Twitch offered a preview of their next phase of development yesterday when they showed Superfight, Wastelanders, and Streamline - three games specifically designed to take advantage of the site's streaming capabilities.
Developed in conjunction with a handful of third-party developers, each one takes advantage of Twitch streaming in some unique way. Of them all, the most successful appeared to be Superfight (Pipeworks) - a Cards Against Humanity-like game in which streamers debate whether Wolverine could beat Darth Vader while the audience votes. As a proof of concept, it was a natural fit for the platform - a game that encourages audience participation in a game show-like format.
Of course, it probably won't go much further than that. My first thought after seeing Superfight was, "Where's the game?" It was a game in the sense that one streamer or another would win if their card was chosen, but it seemed to me that the audience had already made up their mind whether, say, Jack Bauer could beat Cthulhu (spoiler: he couldn't). It's a fun little social game, but its significance lies more in its potential a proof of concept. My first thought upon seeing it was that it could open the door for the return of something akin to 1 vs. 100 - the Microsoft-developed game show that ran for two seasons on Xbox Live.

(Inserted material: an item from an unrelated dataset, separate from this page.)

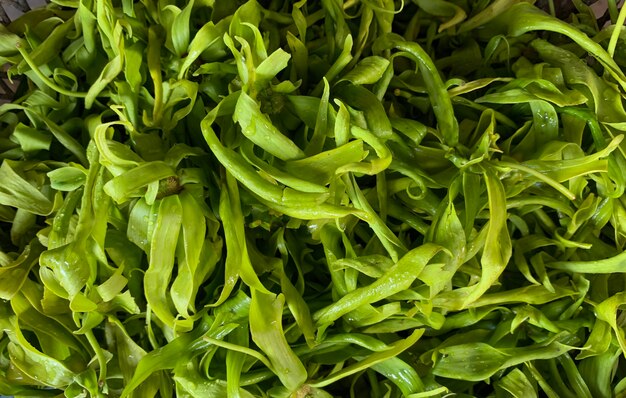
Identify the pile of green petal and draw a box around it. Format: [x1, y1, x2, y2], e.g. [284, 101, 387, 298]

The other two games showcased different aspects of audience-driven gameplay. Streamline (Proletariat) is an arena-based game in which a broadcaster can create a party of up to 15 viewers and either play with them or pit them against one another. In the meantime, the rest of the viewers can vote to change the floor into lava or introduce other environmental changes.

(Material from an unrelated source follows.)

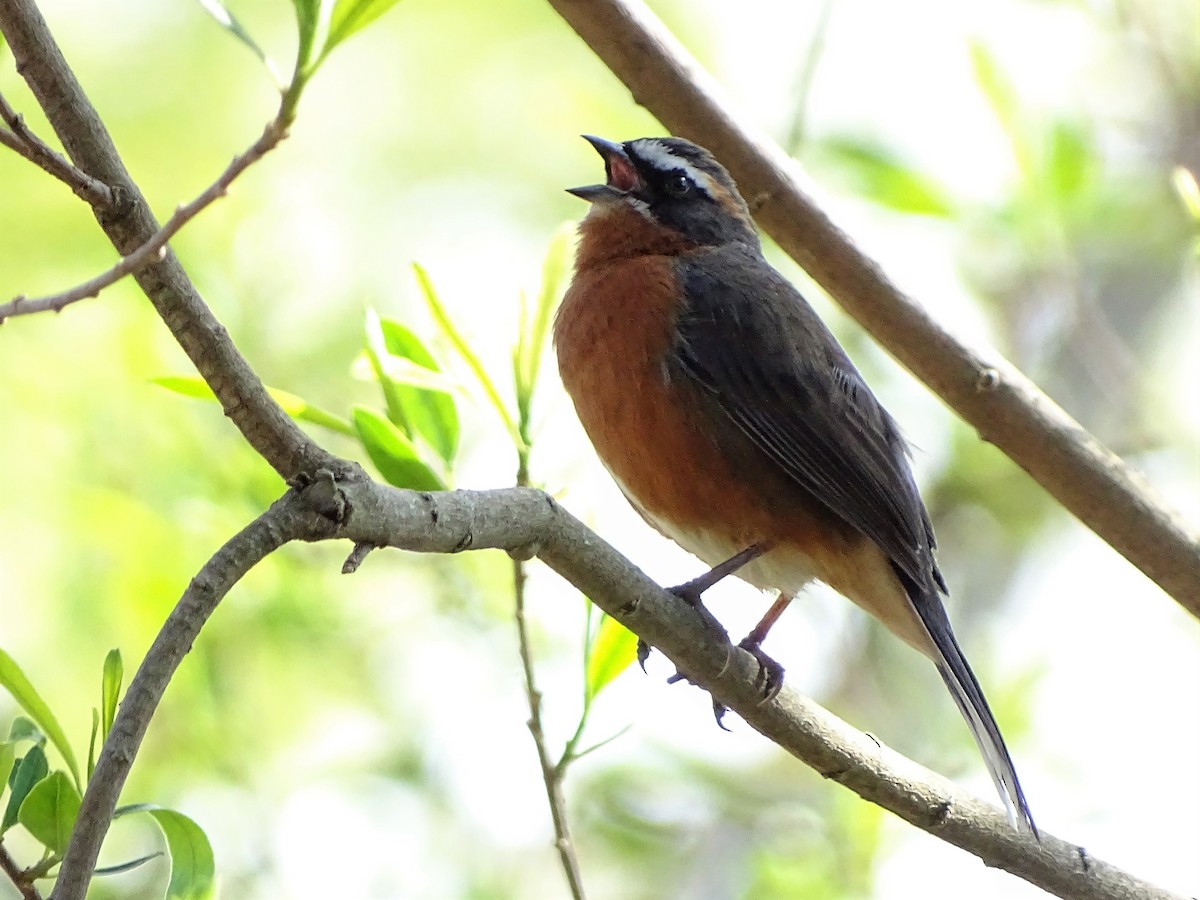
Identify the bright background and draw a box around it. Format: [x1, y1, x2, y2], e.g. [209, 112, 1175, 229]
[0, 0, 1200, 900]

Wastelanders (Schell Games), meanwhile, is a turn-based strategy game in which broadcasters lead their viewers against other broadcasters. Broadcasters function as generals while viewers control the warriors on the pieces on the battlefield, which resembles a chess board.
My main takeaway after seeing these three games in action is that simplicity is best for these games. Superfight was easy to immediately grasp and encouraged audience participation from the outset. By contrast, Wastelanders complex mechanics seemed to confuse viewers watching Twitch's promotional stream.
This is uncharted territory for pretty much everyone, so it's no surprise that both Twitch and its development partners are trying to figure out what works. If Twitch Plays Pokemon and Punch Club prove anything, though, it's that Twitch is fertile ground as a game platform.
In that light, Twitch's partnership with studios like Skybound Entertainment is a logical next step for a company that has come to dominate the videogame streaming space. The only question is how far Twitch intends to take this new foray into game development.
For now, Twitch is coy about their future plans. When I put the question to Twitch's vice president of developer success Kathy Astromoff, she replied, "While we never say never, our focus for now is helping third-party developers succeed."
Whatever happens, it's clear that Twitch intends to take a more active role in content development, much as Netflix has taken an active role in television development. This is the first step.